Perhitungan Aneh yang Bikin Geleng-geleng

BCA sempat mencicil utang pokok Rp8 triliun dan bunga Rp8,3 triliun. Namun, Kwik Kian Gie menjelaskan, sisa utang BLBI tetap Rp23,99 triliun. Angka ini setara dengan 92,8 persen dari nilai saham BCA saat itu. Tak berhenti di situ, untuk 'menyehatkan' bank, pemerintah menyuntikkan Obligasi Rekapitalisasi Perbankan (OR) sebesar Rp60 triliun.

Dengan adanya laba bersih BCA sekitar Rp4 triliun, total uang negara di bank tersebut membengkak jadi Rp87,99 triliun. Anehnya, ketika dijual kepada Farallon pada tahun 2002, BCA hanya laku Rp10 triliun.

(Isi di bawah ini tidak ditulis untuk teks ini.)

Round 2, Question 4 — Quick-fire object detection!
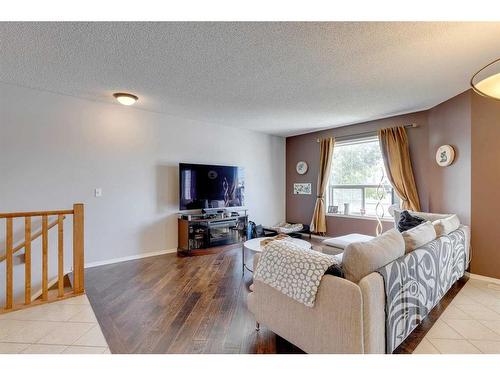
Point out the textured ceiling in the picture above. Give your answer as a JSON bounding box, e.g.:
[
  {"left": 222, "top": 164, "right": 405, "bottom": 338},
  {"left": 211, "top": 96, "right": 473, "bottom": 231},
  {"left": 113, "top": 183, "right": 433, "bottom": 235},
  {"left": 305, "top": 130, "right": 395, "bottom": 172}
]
[{"left": 0, "top": 22, "right": 500, "bottom": 135}]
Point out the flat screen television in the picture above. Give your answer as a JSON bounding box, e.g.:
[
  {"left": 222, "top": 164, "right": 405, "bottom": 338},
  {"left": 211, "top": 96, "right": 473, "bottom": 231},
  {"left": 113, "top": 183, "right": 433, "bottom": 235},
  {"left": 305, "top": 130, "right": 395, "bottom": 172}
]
[{"left": 179, "top": 163, "right": 245, "bottom": 211}]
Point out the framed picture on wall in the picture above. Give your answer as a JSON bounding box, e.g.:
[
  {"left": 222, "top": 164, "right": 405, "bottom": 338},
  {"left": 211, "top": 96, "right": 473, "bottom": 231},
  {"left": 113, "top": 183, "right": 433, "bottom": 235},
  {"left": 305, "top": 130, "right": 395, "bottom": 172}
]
[{"left": 293, "top": 182, "right": 312, "bottom": 195}]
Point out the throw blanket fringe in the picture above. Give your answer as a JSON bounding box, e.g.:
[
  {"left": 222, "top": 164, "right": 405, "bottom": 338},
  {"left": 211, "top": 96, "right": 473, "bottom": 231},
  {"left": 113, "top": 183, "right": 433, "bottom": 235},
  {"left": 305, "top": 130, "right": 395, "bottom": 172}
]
[{"left": 254, "top": 240, "right": 336, "bottom": 307}]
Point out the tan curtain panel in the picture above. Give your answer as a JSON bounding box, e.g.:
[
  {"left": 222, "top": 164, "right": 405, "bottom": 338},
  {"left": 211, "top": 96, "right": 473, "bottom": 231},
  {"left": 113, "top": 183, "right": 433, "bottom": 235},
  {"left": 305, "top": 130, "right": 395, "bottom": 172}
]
[
  {"left": 310, "top": 138, "right": 335, "bottom": 234},
  {"left": 378, "top": 126, "right": 420, "bottom": 211}
]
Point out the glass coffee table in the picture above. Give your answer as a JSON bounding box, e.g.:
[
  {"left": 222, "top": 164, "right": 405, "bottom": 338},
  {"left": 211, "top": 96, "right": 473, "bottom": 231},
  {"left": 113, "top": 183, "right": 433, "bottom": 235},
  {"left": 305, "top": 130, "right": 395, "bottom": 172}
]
[{"left": 241, "top": 237, "right": 311, "bottom": 273}]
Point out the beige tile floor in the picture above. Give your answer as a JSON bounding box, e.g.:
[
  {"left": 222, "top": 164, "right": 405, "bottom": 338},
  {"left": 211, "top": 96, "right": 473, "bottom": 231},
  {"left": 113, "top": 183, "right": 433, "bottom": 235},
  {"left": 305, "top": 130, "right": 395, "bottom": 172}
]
[
  {"left": 413, "top": 279, "right": 500, "bottom": 354},
  {"left": 0, "top": 295, "right": 110, "bottom": 354}
]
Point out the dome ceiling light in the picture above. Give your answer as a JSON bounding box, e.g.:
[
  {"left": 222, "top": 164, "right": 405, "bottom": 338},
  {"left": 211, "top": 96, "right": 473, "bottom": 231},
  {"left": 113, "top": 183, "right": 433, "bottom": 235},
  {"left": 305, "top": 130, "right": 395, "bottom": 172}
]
[
  {"left": 470, "top": 59, "right": 500, "bottom": 100},
  {"left": 113, "top": 92, "right": 139, "bottom": 105}
]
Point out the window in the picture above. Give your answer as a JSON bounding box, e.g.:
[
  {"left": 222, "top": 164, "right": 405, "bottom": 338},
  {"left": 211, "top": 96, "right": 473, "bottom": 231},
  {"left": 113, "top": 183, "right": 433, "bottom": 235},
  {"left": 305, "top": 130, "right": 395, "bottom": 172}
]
[{"left": 327, "top": 137, "right": 399, "bottom": 217}]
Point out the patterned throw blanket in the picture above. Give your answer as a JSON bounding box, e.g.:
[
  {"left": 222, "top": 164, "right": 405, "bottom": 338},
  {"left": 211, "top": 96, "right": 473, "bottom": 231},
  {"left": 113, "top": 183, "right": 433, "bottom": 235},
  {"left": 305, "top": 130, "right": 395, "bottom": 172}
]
[
  {"left": 377, "top": 226, "right": 469, "bottom": 353},
  {"left": 254, "top": 240, "right": 336, "bottom": 307}
]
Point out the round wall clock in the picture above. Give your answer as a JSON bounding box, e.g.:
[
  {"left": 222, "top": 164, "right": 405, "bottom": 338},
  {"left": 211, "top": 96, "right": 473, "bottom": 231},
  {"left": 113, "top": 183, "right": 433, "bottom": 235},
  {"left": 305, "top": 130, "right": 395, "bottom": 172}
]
[
  {"left": 295, "top": 161, "right": 307, "bottom": 174},
  {"left": 436, "top": 145, "right": 455, "bottom": 167}
]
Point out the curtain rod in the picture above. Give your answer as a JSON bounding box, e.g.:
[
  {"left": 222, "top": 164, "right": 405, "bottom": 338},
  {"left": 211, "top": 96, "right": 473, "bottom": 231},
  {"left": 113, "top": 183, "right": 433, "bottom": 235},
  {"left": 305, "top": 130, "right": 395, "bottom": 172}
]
[{"left": 316, "top": 123, "right": 418, "bottom": 143}]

Menurut perhitungan Kwik, ini menciptakan kerugian fantastis sebesar Rp78 triliun bagi negara.

Kelak, sekitar tahun 2007 Grup Djarum menguasai BCA sepenuhnya usai membeli 92,18 persen saham Farallon di Farindo Investment. Adapun Farindo Investment merupakan perusahaan patungan Grup Djarum melalui Alaerka dan Farallon.

Tak hanya utang BCA, Kwik juga menyoroti utang Grup Salim sebesar Rp52,7 triliun. Karena tak punya uang tunai, utang ini dibayar dengan skema Pelunasan Kewajiban Pemegang Saham (PKPS) berupa uang tunai Rp100 miliar dan 108 perusahaan.

Di sini, keanehan kembali muncul. Penilaian 108 perusahaan itu menghasilkan dua versi yang jauh berbeda. Konsorsium Danareksa-Bahana-Lehman Brothers menaksir nilainya Rp51,9 triliun, sementara Price Waterhouse Coopers (PwC) hanya menilai Rp20 triliun.

Perbedaan ini konon karena pandangan makroekonomi yang berbeda. Tapi yang jelas, pemerintah akhirnya menerima Rp20 triliun, yang berarti recovery rate-nya hanya sekitar 34 persen.

DPR Belum Mau Bergerak

Lalu bagaimana respons DPR? Wakil Ketua DPR-RI Sufmi Dasco Ahmad mengaku belum mendalami kasus ini. 

"Saya belum bisa berkomentar lebih jauh, karena hanya itu yang saya tahu," katanya, merujuk pada penjualan BCA oleh Badan Penyehatan Perbankan Nasional (BPPN).

Dasco juga menyebut Komisi III DPR belum memiliki rencana untuk mengusut perkara ini.

Senada dengan Dasco, Ketua Komisi III DPR-RI Habiburokhman juga menyatakan tidak ada jadwal pemanggilan terkait kasus ini.

"Soal perbankan adalah soal sensitif, harus sangat hati-hati kita menyikapi," ujarnya, seraya menekankan perlunya menjaga situasi agar tetap stabil.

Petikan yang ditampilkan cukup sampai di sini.